Anne-babanın, özellikle de annenin kendi bebeklik deneyimleri belirler. Eğer, anne mutlu bir bebeklik geçirdiyse, olumlu bir anne figürünü içselleştirdiyse, o zaman daha umutlu şeyler hayal eder. İyimserdir. Üstelik, anneyle bebek arasında daha bebek doğmadan bir ilişki olduğunu ve bu ilişkinin tutarlı bir şekilde doğumdan sonra da devam ettiğini biliyoruz..


ANNE: BEBEK İÇİN HAYATİ


- Hayatımız boyunca bütün yollar anneye çıkıyor? Bu çok ağır bir durum…
Bebek daha anne karnındayken sizin aldığınız tatları, sizin hormonal durumunuzu algılamış olarak hayata başlar.
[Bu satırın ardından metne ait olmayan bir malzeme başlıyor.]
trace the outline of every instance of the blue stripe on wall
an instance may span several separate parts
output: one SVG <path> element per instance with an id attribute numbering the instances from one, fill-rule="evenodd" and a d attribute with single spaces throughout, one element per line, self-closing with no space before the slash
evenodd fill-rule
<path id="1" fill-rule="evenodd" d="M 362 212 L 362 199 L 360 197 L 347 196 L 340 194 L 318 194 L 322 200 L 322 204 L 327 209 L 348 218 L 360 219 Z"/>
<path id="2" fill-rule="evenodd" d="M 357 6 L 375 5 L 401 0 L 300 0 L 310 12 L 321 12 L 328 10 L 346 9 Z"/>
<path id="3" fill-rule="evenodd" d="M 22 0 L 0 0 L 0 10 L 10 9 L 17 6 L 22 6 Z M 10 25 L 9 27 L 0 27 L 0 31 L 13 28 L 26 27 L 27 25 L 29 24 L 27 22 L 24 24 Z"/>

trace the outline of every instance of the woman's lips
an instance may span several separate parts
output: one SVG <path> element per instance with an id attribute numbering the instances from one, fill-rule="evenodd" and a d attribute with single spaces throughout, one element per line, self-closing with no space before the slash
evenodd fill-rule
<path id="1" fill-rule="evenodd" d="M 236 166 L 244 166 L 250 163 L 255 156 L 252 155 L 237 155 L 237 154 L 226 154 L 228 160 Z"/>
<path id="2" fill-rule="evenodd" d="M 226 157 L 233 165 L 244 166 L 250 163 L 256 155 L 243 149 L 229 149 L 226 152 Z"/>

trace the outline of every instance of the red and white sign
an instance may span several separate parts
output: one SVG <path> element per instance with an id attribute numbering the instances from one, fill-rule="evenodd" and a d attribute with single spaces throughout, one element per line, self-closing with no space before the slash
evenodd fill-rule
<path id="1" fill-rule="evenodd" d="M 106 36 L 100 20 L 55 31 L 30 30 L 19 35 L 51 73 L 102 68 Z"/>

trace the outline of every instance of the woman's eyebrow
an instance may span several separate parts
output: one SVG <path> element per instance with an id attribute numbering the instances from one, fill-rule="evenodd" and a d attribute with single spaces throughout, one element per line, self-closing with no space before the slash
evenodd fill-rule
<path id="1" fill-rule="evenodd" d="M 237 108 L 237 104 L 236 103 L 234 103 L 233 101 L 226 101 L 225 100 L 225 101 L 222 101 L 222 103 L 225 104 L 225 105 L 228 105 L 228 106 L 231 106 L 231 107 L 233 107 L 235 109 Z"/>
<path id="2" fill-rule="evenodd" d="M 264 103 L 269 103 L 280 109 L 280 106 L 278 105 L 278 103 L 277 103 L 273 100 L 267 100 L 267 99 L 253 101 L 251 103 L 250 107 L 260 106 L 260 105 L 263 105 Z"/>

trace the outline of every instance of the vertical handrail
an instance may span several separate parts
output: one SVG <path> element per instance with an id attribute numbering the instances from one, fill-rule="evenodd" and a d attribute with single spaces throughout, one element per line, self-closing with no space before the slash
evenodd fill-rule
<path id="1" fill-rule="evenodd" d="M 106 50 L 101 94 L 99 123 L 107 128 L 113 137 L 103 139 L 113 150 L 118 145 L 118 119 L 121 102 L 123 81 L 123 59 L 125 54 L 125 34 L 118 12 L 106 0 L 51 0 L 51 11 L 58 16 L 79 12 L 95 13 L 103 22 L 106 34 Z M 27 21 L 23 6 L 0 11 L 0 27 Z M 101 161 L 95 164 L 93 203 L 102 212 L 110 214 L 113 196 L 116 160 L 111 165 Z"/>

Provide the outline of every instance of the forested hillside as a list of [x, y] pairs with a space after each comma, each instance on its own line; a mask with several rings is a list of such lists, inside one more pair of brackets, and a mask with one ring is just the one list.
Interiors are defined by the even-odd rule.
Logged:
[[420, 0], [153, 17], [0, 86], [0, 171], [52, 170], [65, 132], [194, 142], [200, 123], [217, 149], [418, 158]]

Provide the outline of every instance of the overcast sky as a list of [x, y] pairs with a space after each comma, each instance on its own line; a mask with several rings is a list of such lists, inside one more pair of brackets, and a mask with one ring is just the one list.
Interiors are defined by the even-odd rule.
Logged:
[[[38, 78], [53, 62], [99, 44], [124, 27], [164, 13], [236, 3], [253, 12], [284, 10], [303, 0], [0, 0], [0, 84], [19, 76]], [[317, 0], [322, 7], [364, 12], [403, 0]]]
Aynı şekilde kadın, hareketli-stresli bir hamilelik geçirdiyse, doğumdan sonra bebeği huzursuz olabilir. Doğumdan sonra, başta annenin bebeğini tanıyarak karşılıklı olarak birbirlerine adapte olmaları süreci başlar.

Doğumdan sonraki ilk 6 ay ise, bebek dünyayı annesi aracılığıyla algılar ve bütün ihtiyaçları annesi tarafından karşılanır. Daha anne karnındayken, bebek annesini tanır, kokusunu, sesini bilir. O yüzden doğar doğmaz da annesini görmek ister. Sonuçta da, anne bebeği üzerinde anahtar rol oynar. Annenin duygu durumu da bebeğe yansır. Anneden her zaman keyifli olması beklenemez ama, genelde annenin duygu durumu bebek için çok önemlidir.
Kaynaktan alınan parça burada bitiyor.